Le 3 novembre 2000, un homme poignarde à mort ses deux parents et il est mis en examen pour homicide. Les experts psychiatres ayant conclu que l’infraction était directement en relation avec la pathologie psychiatrique affectant l’auteur des faits, laquelle abolissait totalement son discernement et le contrôle de ses actes, il bénéficie d’un non-lieu sur le fondement de l’article 122-1 du Code pénal.

Par la suite, l’auteur des faits assigne son frère, seul autre héritier, en liquidation et partage de la succession de leurs parents. Ce dernier soutient que son frère parricide n’avait aucun droit dans les successions et devait être frappé d’indignité successorale sur le fondement de l’article 727 ancien du Code civil.
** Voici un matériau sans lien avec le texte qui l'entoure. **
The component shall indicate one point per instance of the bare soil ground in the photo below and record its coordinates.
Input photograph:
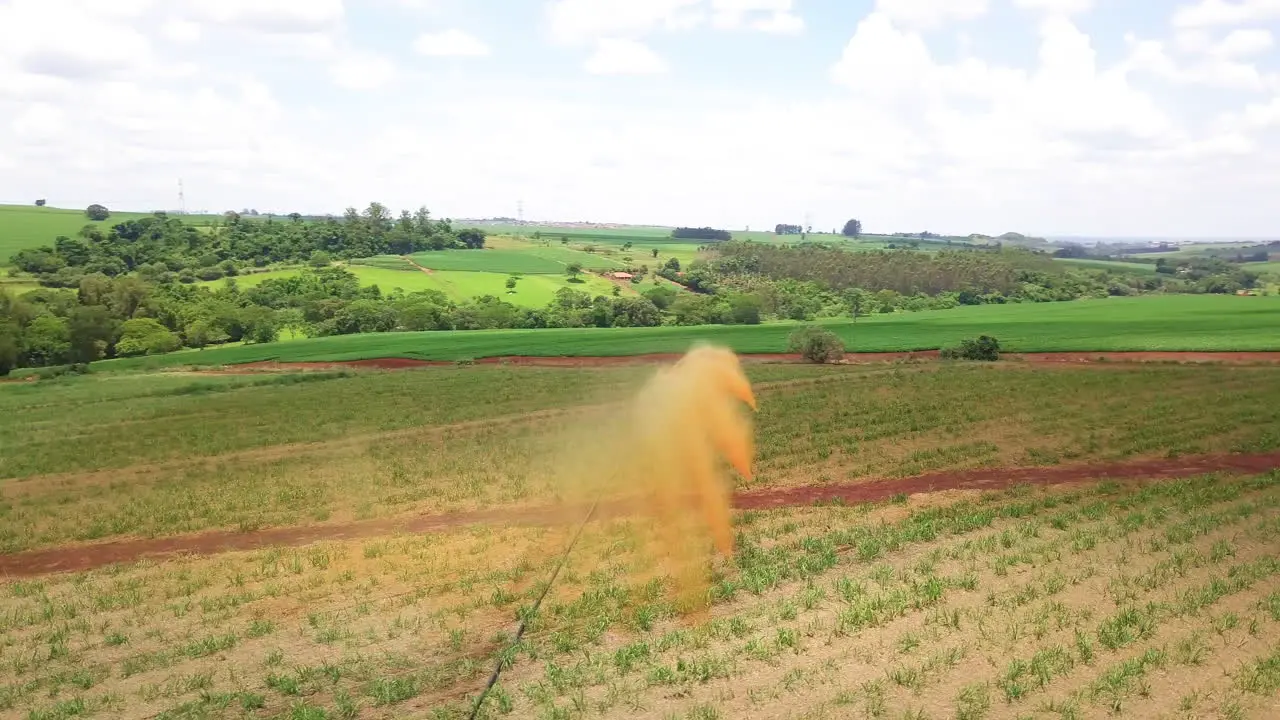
(851, 359)
(96, 555)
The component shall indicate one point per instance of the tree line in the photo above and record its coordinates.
(702, 233)
(164, 249)
(127, 315)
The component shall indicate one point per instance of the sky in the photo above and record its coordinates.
(1137, 118)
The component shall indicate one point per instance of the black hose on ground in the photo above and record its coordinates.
(533, 611)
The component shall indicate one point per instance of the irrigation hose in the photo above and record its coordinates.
(533, 611)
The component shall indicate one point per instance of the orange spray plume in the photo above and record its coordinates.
(664, 461)
(686, 419)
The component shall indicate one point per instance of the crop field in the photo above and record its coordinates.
(324, 570)
(531, 291)
(393, 273)
(1147, 323)
(490, 261)
(26, 226)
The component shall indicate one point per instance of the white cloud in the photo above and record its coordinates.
(451, 42)
(581, 21)
(1205, 63)
(931, 13)
(273, 17)
(44, 39)
(362, 71)
(1024, 119)
(624, 57)
(776, 17)
(1215, 13)
(181, 31)
(1243, 42)
(1056, 7)
(780, 23)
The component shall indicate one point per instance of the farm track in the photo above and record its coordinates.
(97, 555)
(17, 486)
(851, 359)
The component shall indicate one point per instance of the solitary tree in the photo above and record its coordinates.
(817, 345)
(472, 238)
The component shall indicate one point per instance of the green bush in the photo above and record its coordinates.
(986, 349)
(817, 345)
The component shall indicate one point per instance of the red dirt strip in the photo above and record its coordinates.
(850, 359)
(96, 555)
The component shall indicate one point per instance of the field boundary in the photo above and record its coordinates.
(1234, 358)
(87, 556)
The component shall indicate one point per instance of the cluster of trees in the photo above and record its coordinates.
(904, 272)
(164, 249)
(128, 315)
(1206, 274)
(702, 233)
(817, 281)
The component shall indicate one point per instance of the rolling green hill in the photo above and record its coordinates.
(26, 226)
(1168, 322)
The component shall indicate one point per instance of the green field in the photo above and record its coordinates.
(531, 259)
(26, 226)
(1138, 268)
(1091, 600)
(531, 291)
(393, 273)
(1174, 322)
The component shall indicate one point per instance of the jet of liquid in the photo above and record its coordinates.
(686, 424)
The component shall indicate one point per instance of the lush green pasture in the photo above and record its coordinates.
(1170, 322)
(1271, 268)
(1110, 600)
(392, 273)
(1138, 268)
(26, 226)
(489, 261)
(16, 286)
(531, 291)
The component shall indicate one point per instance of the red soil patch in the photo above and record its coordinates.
(97, 555)
(1173, 356)
(999, 478)
(851, 359)
(411, 261)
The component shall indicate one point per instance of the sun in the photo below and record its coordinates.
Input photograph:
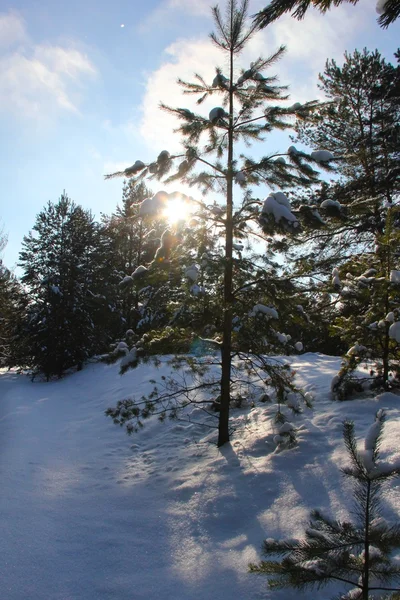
(178, 208)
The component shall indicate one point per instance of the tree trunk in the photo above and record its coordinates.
(226, 352)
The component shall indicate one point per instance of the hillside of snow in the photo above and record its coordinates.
(88, 513)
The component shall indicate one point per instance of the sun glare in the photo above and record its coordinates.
(178, 209)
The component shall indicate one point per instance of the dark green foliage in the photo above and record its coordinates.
(248, 110)
(357, 553)
(357, 216)
(277, 8)
(60, 259)
(13, 303)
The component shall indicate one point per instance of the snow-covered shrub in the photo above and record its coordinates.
(357, 553)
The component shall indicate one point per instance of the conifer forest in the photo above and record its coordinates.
(237, 314)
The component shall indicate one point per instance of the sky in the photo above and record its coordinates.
(81, 84)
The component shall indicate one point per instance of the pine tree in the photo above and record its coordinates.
(352, 255)
(12, 312)
(58, 259)
(357, 553)
(247, 113)
(389, 10)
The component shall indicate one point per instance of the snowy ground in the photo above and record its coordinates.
(87, 513)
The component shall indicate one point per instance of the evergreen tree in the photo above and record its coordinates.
(58, 259)
(357, 553)
(247, 113)
(352, 254)
(12, 312)
(389, 10)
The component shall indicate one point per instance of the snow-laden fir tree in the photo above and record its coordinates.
(358, 553)
(349, 261)
(389, 10)
(59, 259)
(249, 106)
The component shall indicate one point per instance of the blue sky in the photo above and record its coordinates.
(81, 81)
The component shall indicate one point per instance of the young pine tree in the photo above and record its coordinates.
(248, 110)
(356, 553)
(58, 260)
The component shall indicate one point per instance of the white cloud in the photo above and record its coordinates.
(185, 57)
(171, 12)
(12, 30)
(309, 43)
(39, 81)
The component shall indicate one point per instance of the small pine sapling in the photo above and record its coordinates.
(357, 553)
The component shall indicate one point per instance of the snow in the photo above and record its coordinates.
(192, 273)
(395, 277)
(279, 210)
(89, 513)
(265, 310)
(380, 6)
(292, 150)
(336, 278)
(394, 331)
(152, 206)
(139, 272)
(322, 156)
(240, 177)
(216, 114)
(331, 204)
(356, 350)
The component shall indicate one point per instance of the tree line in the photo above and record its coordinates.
(313, 266)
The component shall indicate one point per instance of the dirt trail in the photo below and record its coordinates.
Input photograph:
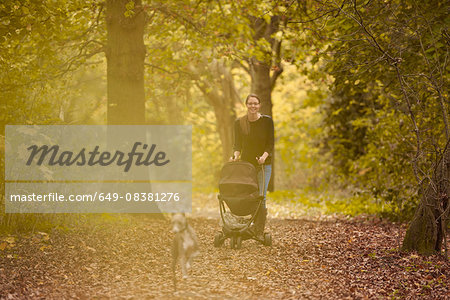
(308, 260)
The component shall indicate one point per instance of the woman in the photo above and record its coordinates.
(253, 142)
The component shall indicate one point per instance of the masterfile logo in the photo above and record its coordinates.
(54, 169)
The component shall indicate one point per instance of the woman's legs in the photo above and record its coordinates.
(263, 187)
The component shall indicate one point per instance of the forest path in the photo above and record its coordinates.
(309, 259)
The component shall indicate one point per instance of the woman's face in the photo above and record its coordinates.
(253, 105)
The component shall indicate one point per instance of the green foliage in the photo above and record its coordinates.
(387, 62)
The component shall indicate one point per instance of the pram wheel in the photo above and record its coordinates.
(267, 239)
(218, 239)
(238, 242)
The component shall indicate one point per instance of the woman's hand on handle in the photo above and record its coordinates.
(262, 158)
(235, 156)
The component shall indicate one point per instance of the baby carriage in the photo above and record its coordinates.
(238, 189)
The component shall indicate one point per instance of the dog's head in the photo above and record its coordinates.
(179, 222)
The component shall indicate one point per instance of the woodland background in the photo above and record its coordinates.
(358, 91)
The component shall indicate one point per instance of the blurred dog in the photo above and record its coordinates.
(185, 245)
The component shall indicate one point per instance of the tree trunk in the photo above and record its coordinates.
(427, 230)
(220, 92)
(125, 55)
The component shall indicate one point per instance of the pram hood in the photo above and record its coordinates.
(238, 179)
(238, 187)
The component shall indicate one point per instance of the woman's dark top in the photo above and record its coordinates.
(259, 140)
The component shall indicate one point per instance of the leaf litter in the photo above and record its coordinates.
(310, 259)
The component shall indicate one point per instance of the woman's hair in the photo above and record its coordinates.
(252, 96)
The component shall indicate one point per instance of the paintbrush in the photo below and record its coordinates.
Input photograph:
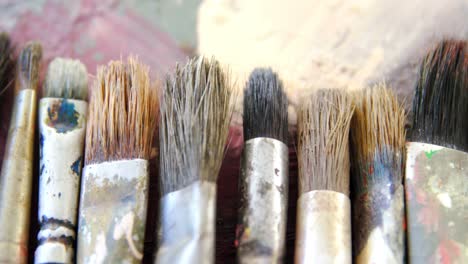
(436, 177)
(7, 62)
(16, 174)
(62, 126)
(263, 182)
(323, 231)
(114, 188)
(196, 108)
(377, 156)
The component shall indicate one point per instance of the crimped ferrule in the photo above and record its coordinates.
(112, 215)
(263, 187)
(16, 180)
(323, 232)
(188, 225)
(62, 127)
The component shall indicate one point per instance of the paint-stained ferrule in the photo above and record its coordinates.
(436, 184)
(112, 215)
(378, 220)
(16, 180)
(62, 127)
(323, 232)
(187, 223)
(263, 184)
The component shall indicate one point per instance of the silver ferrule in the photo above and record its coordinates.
(187, 220)
(263, 187)
(62, 127)
(323, 231)
(112, 215)
(16, 180)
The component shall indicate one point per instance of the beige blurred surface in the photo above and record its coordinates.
(329, 44)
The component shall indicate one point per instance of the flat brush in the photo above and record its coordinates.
(263, 182)
(114, 188)
(16, 174)
(377, 151)
(196, 108)
(62, 126)
(323, 231)
(436, 177)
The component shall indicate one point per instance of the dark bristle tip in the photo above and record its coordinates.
(265, 106)
(7, 62)
(440, 105)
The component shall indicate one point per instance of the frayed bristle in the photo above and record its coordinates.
(440, 105)
(196, 108)
(377, 138)
(29, 62)
(265, 107)
(66, 78)
(323, 149)
(122, 113)
(7, 62)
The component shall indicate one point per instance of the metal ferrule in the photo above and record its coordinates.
(263, 187)
(188, 225)
(112, 215)
(436, 185)
(382, 213)
(16, 180)
(62, 127)
(323, 231)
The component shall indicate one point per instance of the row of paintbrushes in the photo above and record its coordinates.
(354, 169)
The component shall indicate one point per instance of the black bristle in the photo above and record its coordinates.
(440, 105)
(265, 107)
(7, 63)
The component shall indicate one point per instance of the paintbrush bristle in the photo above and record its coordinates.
(323, 149)
(66, 78)
(122, 113)
(7, 62)
(196, 108)
(377, 138)
(29, 62)
(440, 105)
(265, 107)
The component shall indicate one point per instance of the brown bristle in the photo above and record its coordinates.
(196, 108)
(440, 105)
(29, 62)
(122, 113)
(377, 138)
(323, 149)
(7, 63)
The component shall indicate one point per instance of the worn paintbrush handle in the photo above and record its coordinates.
(436, 184)
(323, 232)
(263, 182)
(188, 225)
(62, 127)
(112, 215)
(16, 180)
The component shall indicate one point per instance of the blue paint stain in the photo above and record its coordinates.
(62, 116)
(76, 166)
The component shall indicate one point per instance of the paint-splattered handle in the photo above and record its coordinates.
(62, 127)
(323, 231)
(112, 215)
(188, 225)
(263, 182)
(16, 180)
(436, 184)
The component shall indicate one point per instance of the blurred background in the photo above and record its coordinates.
(310, 43)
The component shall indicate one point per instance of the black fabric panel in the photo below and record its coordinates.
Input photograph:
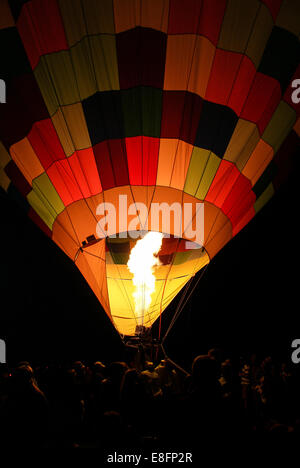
(180, 115)
(103, 113)
(281, 56)
(216, 126)
(16, 7)
(286, 158)
(13, 58)
(141, 57)
(15, 195)
(24, 106)
(265, 179)
(17, 178)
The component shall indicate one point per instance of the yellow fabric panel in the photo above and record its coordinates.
(180, 50)
(264, 197)
(6, 19)
(148, 14)
(297, 127)
(167, 151)
(86, 17)
(201, 66)
(95, 65)
(181, 164)
(280, 125)
(104, 56)
(237, 24)
(202, 168)
(208, 174)
(47, 196)
(167, 285)
(26, 159)
(56, 79)
(260, 35)
(4, 180)
(4, 156)
(258, 161)
(288, 17)
(242, 143)
(76, 124)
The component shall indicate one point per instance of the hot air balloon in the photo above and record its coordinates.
(148, 101)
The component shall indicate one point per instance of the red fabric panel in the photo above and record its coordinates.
(118, 157)
(223, 73)
(225, 177)
(239, 200)
(85, 161)
(150, 159)
(263, 99)
(41, 29)
(197, 17)
(17, 178)
(290, 90)
(211, 19)
(232, 192)
(39, 222)
(45, 142)
(273, 6)
(142, 159)
(242, 85)
(103, 161)
(134, 159)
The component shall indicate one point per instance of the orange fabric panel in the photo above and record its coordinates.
(26, 159)
(167, 151)
(181, 165)
(189, 60)
(258, 161)
(180, 50)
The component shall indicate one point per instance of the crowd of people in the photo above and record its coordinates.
(142, 404)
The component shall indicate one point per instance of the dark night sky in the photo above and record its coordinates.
(247, 299)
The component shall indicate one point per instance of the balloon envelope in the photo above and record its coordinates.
(160, 101)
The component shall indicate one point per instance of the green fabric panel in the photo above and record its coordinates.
(57, 81)
(142, 111)
(237, 24)
(208, 176)
(45, 200)
(104, 56)
(196, 168)
(86, 17)
(264, 197)
(95, 65)
(280, 125)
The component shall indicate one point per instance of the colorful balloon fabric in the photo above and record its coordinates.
(160, 100)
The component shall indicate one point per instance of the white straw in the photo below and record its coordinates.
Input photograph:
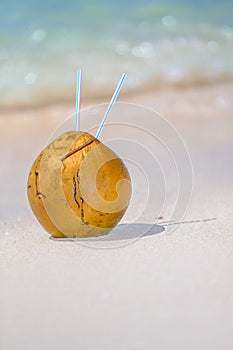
(114, 97)
(78, 97)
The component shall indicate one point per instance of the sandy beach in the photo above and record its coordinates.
(164, 290)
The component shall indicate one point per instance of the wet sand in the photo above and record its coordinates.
(165, 290)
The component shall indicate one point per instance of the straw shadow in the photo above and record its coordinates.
(121, 232)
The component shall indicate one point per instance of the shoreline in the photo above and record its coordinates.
(157, 93)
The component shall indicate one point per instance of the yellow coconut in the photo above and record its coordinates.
(78, 187)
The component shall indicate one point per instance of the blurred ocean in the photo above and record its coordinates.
(158, 43)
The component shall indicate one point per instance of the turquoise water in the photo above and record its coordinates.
(158, 43)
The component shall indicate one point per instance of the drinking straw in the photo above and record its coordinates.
(78, 97)
(114, 97)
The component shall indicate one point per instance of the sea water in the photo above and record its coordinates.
(158, 44)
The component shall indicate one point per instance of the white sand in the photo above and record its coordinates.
(163, 291)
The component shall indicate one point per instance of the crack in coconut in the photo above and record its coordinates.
(78, 149)
(82, 201)
(75, 192)
(38, 194)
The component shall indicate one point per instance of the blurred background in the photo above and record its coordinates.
(158, 43)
La Première chambre civil de la Cour de cassation lui donne tort. Elle rappelle que la loi exige une condamnation pour que l’indignité puisse être prononcée. L’article 727 du Code civil dans sa rédaction applicable à l’époque prévoyait en effet que « sont indignes de succéder, et, comme tels, exclus des successions : 1° Celui qui sera condamné pour avoir donné ou tenté de donner la mort au défunt ; (…) ».

Il est à noter qu’un assouplissement a été apporté à ce principe par la loi du 3 décembre 2001, mais qui ne concerne que le cas où l’action publique n’a pas pu être exercée ou s’est éteinte en raison du décès de l’indigne.